Dabei zeigte sich: Medikamente, die (noch) unter Patentschutz und folglich nur von einem Hersteller zur Verfügung stehen, fallen seltener aus. Generika sind demgegenüber häufiger von Engpässen betroffen. „Sobald es Wettbewerb gibt, sind die jeweiligen Unternehmen gezwungen, ihre Effizienz zu steigern. Dann können auch kleinere Störungen schneller zu Engpässen führen, da sie weniger Kapazitäten und Reservebestände haben“, heißt es von den Autoren in einer Pressemitteilung.
Hintergründe für Lieferengpässe: Auf die Darreichungsform kommt es an.
Zu den Hintergründen für Lieferengpässe gehört offenbar auch die Darreichungsform. Denn der Produktionsprozess von Tabletten, Säften und Co. ist unterschiedlich komplex. Bei Injektionen sei das Risiko von Verunreinigungen oder anderen Problemen, die zu Engpässen führen können, demnach am höchsten. Schwankungen in der Nachfrage leisten ebenfalls ihren Beitrag in puncto Engpässe.

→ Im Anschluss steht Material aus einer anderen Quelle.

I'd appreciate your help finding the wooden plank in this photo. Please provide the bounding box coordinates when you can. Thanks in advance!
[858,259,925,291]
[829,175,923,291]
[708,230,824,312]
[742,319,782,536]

Und dann ist da noch das Meldeverfahren von knappen/fehlenden Arzneimitteln, das zwar nicht als Hintergrund, jedoch in puncto Umgang mit Engpässen eine Rolle spielt. Denn je früher diese gemeldet werden, desto früher können entsprechende Gegenmaßnahmen ergriffen werden. Doch wie sich zeigt, werden Engpässe von Herstellern oft erst sechs bis acht Wochen gemeldet, nachdem sie den Markt bereits erreicht haben.
Das sind die Lösungen
Geht es um Lösungen für die Lieferengpass-Problematik sind sich die Autoren einig: Die oft geforderten höheren Preise für Arzneimittel würden nur für eine Umverteilung des Problems führen. „Wenn man Unternehmen auf dem deutschen Markt priorisiert, dann fehlen die Medikamente für andere europäische Länder.“ Stattdessen müssten Maßnahmen für eine langfristige Produktionssicherung und Risikominimierung ergriffen, ein Frühwarnsystem eingeführt und Hersteller zu mehr Transparenz bei den Lieferketten verpflichtet werden.